最终还是蓝衾站了出来,“白姑娘,请。”便引着白隐上楼。
随即好像想起什么似的,“我们公子喜静,望姑娘平日里注意一下。”眼神似有似无地朝小花瞥了瞥。
白隐用脚尖轻轻点了点小花,“好的好的,叨扰了。”
一个时辰前
正在自己的小阁楼中悠闲的品着茶的蓝散,蓦地感受到一缕似有似无的仙气,还有愈来愈浓的趋势。果不其然,不远处有一个正在施法制造屏障的人。
看着品级也是个神了,怎么下凡都不知道敛去身上的仙气。仙气乃神之气,其作用甚多,譬如传声、远目、护体作用。
在神界的时候,地域开阔,神的数量相比起凡界的人来说连九牛一毛都称不上。甚至在神界千万里的地界就只有一个神居住。但是到了凡界就不同了,凡人数量众多,并且都是群居。
一个刚入世的神必然会被凡界环境所影响,再加上仙气本身的属性,便会物极必反,目之所及、耳之所及都比凡人番了许多番,他们会感到无所适从。
蓝散悠悠地小口喝了一口茶,这小丫头,怕不是自己偷溜下来的,没经过南天门那老头子长达三个昼夜的“下凡教育”。
“公子!公子!公子!”蓝枕一脸惊恐的冲了进来。
蓝散被吓得手一抖,不慎将茶水翻倒了出来,看着自己湿了大半的衣服,没好气的说道“说。”
“小小小的感受到到一股......”
“仙气?”
“对对对!”蓝枕激动地点点头,原来自己和公子还是有默契的。
蓝散感觉湿了的衣服,呼呼地透着凉风,气焰有种隐隐爆发的趋势。
“你觉得我的修为高吗?”蓝散一脸不成器的看着眼前的人。
“高啊,那肯定高啊。”蓝枕抓抓脑袋,不敢冒犯的。
蓝散强忍着拿起眠暝扇就往他脑门上一顿狂敲的欲望,“那你看我的修为够不够给你换个脑袋?”
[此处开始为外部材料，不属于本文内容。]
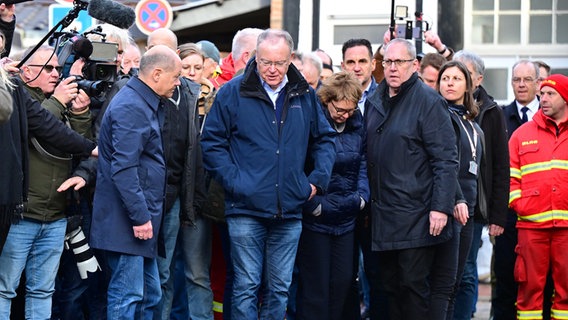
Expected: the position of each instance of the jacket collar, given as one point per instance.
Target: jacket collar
(147, 94)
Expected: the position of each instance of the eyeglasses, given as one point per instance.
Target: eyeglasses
(454, 78)
(47, 67)
(341, 112)
(276, 64)
(525, 79)
(398, 63)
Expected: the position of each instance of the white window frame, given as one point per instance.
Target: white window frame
(523, 49)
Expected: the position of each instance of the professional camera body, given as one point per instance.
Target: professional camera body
(410, 29)
(76, 241)
(99, 72)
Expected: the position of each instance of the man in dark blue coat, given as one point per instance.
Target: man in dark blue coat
(255, 141)
(130, 187)
(524, 80)
(412, 173)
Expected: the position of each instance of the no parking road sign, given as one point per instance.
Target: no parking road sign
(152, 15)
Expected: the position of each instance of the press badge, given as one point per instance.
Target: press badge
(473, 168)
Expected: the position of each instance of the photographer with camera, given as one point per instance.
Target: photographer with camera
(71, 286)
(37, 244)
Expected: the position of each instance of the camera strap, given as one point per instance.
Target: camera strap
(46, 153)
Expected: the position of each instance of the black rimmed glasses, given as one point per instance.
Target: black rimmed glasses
(518, 80)
(341, 112)
(397, 62)
(47, 67)
(276, 64)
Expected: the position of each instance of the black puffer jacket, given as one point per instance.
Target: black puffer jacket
(412, 165)
(341, 204)
(495, 163)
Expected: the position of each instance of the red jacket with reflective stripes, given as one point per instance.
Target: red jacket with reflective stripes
(539, 173)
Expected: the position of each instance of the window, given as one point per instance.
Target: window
(496, 82)
(519, 22)
(373, 33)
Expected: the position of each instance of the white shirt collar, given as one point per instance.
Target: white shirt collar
(273, 93)
(533, 108)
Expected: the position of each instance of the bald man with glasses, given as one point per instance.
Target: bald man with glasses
(412, 175)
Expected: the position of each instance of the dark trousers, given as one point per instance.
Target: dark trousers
(326, 268)
(505, 297)
(378, 309)
(443, 275)
(404, 275)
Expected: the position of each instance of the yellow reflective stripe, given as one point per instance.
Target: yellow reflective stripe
(515, 173)
(529, 314)
(217, 307)
(543, 166)
(514, 195)
(546, 216)
(559, 314)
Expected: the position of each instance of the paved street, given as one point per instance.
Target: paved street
(483, 302)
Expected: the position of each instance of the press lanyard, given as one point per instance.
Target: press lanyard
(472, 144)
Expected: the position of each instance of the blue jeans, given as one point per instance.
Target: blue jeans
(36, 248)
(196, 250)
(170, 230)
(262, 250)
(134, 288)
(467, 290)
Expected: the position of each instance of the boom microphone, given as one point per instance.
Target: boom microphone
(112, 12)
(10, 2)
(83, 47)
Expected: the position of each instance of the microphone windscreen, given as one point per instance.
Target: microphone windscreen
(83, 47)
(112, 12)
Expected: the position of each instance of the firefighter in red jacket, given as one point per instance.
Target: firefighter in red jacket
(539, 194)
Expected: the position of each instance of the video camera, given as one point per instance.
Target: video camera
(99, 72)
(408, 30)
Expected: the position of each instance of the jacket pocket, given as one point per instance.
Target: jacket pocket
(520, 266)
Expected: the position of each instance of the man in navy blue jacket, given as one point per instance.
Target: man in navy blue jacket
(130, 187)
(261, 129)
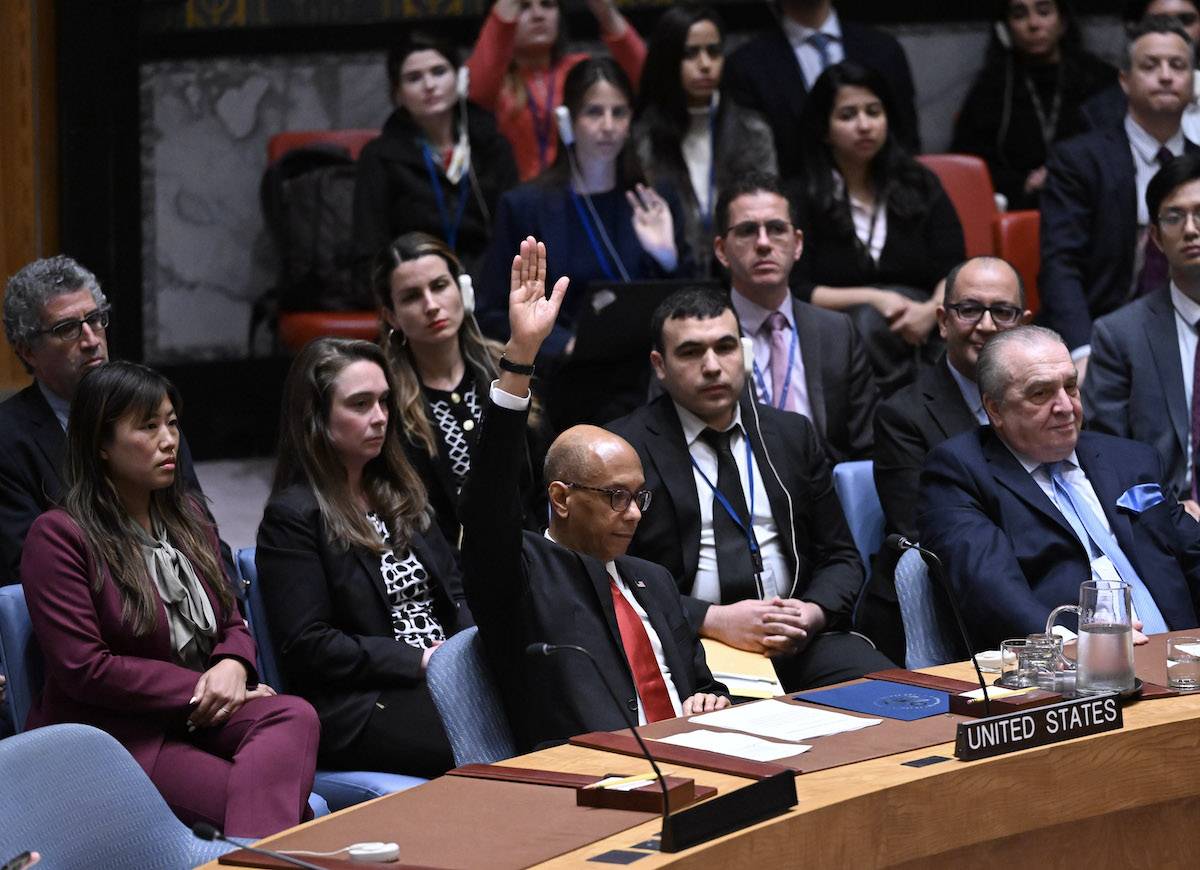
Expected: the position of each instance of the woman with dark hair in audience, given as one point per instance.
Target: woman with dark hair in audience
(139, 631)
(685, 136)
(592, 209)
(439, 165)
(360, 587)
(1029, 95)
(880, 233)
(443, 367)
(520, 64)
“哈哈......哈”蓝枕眼神四处飘了飘,打起了哈哈。
正在蓝散看着眼前这个自带傻气的侍从的时候,又有人进来了。
“公子,在半里之外的十福楼附近有一个带着仙气的女子出现。”蓝衾朝着蓝散小施一礼,直接忽视蓝枕投来求助的目光。
蓝散脱下湿了的外袍,毫不留情的朝蓝枕丢过去。蓝枕被湿重的外袍砸的忍不住后退几步,小心翼翼地拿下脸上的衣服,露出一双圆滚滚湿漉漉的眼睛。
公子,你看到我的无辜了吗?
蓝散平复了一下心情,冷静思索了一番,“你们两个把她的狗给我绑过来,把她吸引过来,再盘问她的来历。”
“是。”二人抱拳答道。
“等等,”蓝散突然想到什么,勾勾嘴角“再弄一个铜锣,敲得时候注入一点仙力,别太多以免引起她怀疑。”
在二人走到门口的时候,蓝散冷不防的说了一句:“你们以后要是谁进来再不敲门,我就给他换个脑子。”
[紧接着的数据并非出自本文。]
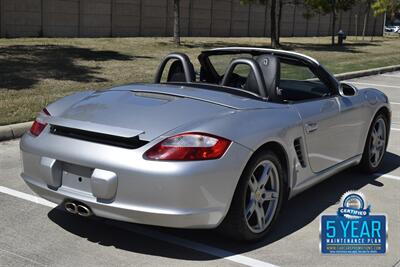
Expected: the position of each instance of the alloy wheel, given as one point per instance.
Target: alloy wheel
(262, 195)
(377, 143)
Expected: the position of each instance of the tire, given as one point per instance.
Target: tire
(371, 163)
(241, 227)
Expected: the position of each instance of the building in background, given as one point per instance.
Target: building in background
(121, 18)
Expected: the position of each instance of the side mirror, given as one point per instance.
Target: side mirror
(347, 90)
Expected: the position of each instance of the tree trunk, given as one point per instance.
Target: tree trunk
(177, 27)
(273, 24)
(333, 26)
(278, 31)
(366, 15)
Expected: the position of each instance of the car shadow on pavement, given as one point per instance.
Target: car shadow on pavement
(296, 214)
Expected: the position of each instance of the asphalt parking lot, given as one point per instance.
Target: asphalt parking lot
(34, 233)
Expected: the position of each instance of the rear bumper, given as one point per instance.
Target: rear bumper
(172, 194)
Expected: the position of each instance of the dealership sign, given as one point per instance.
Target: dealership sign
(353, 230)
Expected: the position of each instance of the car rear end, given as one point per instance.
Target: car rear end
(108, 170)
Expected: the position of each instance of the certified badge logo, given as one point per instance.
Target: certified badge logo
(353, 230)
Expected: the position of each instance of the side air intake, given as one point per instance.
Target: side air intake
(299, 151)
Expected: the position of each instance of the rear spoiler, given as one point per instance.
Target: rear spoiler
(91, 127)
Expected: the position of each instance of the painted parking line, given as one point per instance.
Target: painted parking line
(388, 176)
(196, 246)
(391, 75)
(377, 85)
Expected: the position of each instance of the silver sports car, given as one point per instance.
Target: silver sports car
(222, 147)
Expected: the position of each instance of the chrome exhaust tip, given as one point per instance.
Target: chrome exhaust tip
(71, 207)
(77, 208)
(84, 211)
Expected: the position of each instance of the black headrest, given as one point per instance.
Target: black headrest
(271, 70)
(177, 74)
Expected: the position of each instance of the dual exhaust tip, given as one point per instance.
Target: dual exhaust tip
(77, 208)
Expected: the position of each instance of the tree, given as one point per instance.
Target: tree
(177, 26)
(390, 7)
(283, 3)
(274, 32)
(332, 7)
(368, 4)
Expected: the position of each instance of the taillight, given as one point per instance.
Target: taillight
(38, 126)
(189, 146)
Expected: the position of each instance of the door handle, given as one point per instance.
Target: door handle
(311, 127)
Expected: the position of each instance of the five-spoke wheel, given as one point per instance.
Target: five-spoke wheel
(258, 198)
(261, 196)
(375, 147)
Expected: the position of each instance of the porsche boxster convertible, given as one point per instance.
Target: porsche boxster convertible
(224, 146)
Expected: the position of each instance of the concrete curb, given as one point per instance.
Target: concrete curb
(362, 73)
(13, 131)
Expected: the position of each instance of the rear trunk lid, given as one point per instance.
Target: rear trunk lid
(127, 113)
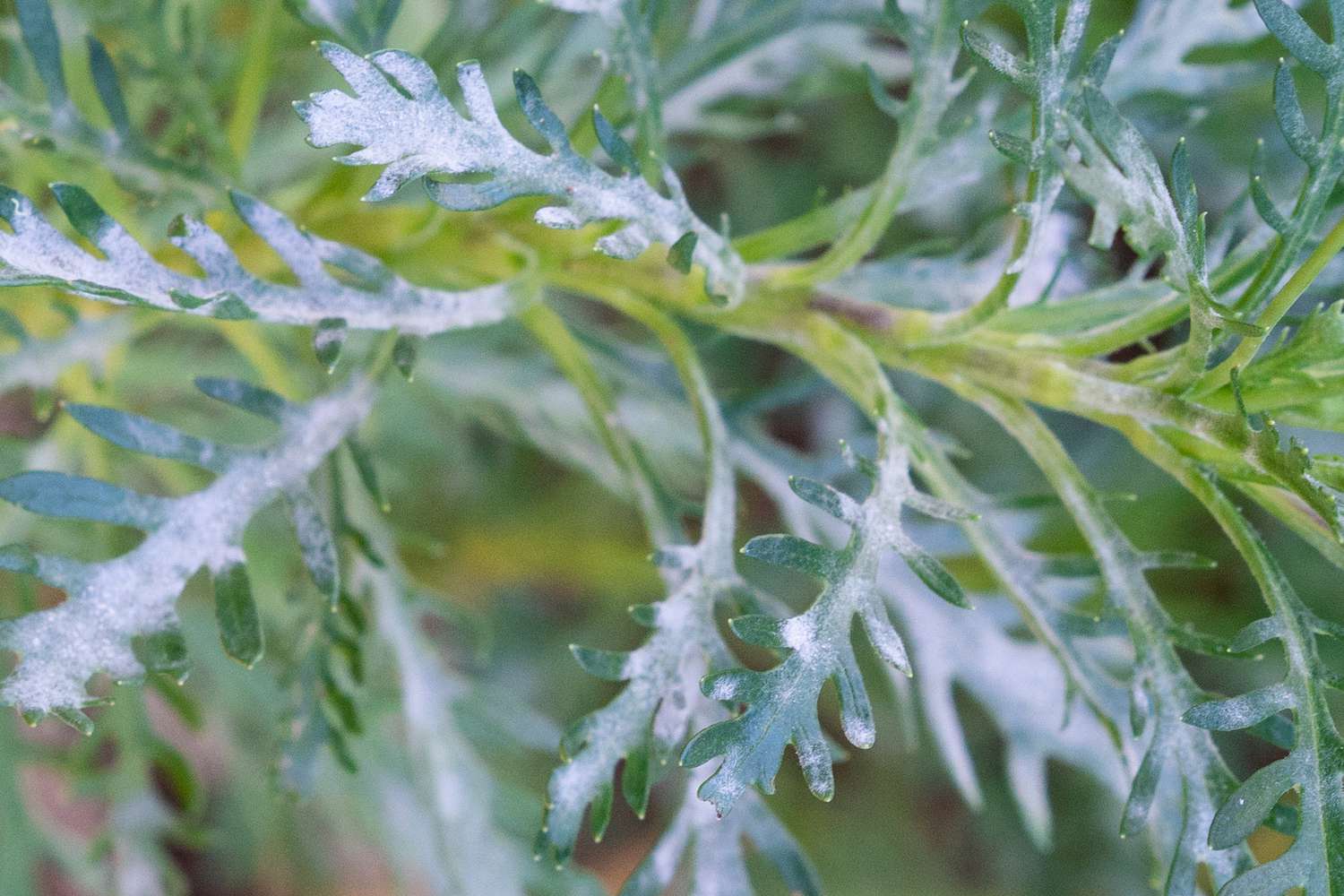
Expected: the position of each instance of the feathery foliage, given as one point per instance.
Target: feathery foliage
(959, 215)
吓得蓝枕一个哆嗦差点摔倒,紧紧抱着蓝衾的胳膊,蓝衾安慰似的拍了拍他的手背。
“为什么要在敲锣的时候注入仙力?”蓝枕一脸迷茫。
“公子是想让那姑娘自觉地打道回府,一个神明下凡连仙气都不收,多半是飞升没多久的小神。公子大概是想保护一下一个偷偷溜下凡的神吧。”蓝衾在一旁解释道。
蓝枕似信非信的点点头,他更愿意相信公子是因为怕那小姑娘惹麻烦,然后想赶走她,顺便“保护”一下。
然后,蓝姓俩兄弟轻而易举的用一根肉骨头把那灵犬给“抢”走了。
蓝散看着这个睁着大眼睛,对着自己摇尾巴吐舌头的狗,怎么看起来有点傻,还有点眼熟?瞥了瞥在桌上正在剥花生的蓝枕一眼。
蓝散伸手在狗的头上探了探,惊讶道,“呵,这狗厉害了。有灵气有灵根,估计是只灵宠。”
“灵宠?!那姑娘的修为已经高到可以幻化出灵宠了???”蓝枕立刻丢掉了手中的花生,蹲在狗的前面仔仔细细的打量一番。
“能幻化灵宠的人不一定要修为高,一个好的机遇起到了决定性的作用。”蓝衾也蹲了,下来,细细打量着这只灵宠。原先他以为这只是一只沾了主人仙气的宠物,没想到居然是灵宠。
蓝散无意识地敲着用眠暝扇敲打着桌子,一下一下。
“没错,这灵宠可不常见,当今天界有机缘幻化出灵宠的屈指可数。”
蓝散顿了顿,说道“倒是没听说过一个千岁小神有灵宠的。”
待二人走出房门,蓝枕终于忍不住问出了口:“你说那姑娘都能幻化出灵宠了,我们公子为什么没幻化出来呢?”
“机遇未到?”蓝衾认真思考了一下。
“这都快十万年了,还没机遇啊。”蓝枕突然有那么一点点嫌弃自家的公子。
蓝衾看着他这肉嘟嘟的脸,好像想到了什么,莞尔一笑道:“公子要是有灵宠了,要你作甚?”说完还不忘像逗小狗那样揉揉他的脑袋。
不等胖墩儿反应过来,蓝衾便挥了挥衣袖离开了。
蓝枕:“???”
怎么一个两个都欺负欺负本胖胖......
在两位蓝姓少年和白姓少女精彩刺激的谈论过后......
“公子,这位白姑娘睁着眼睛说瞎话的能力和阿衾有的一拼啊”蓝枕笑嘻嘻地看了看一旁冰山脸的蓝衾,“虽然内容有点扯,但是这态度非常的真诚。”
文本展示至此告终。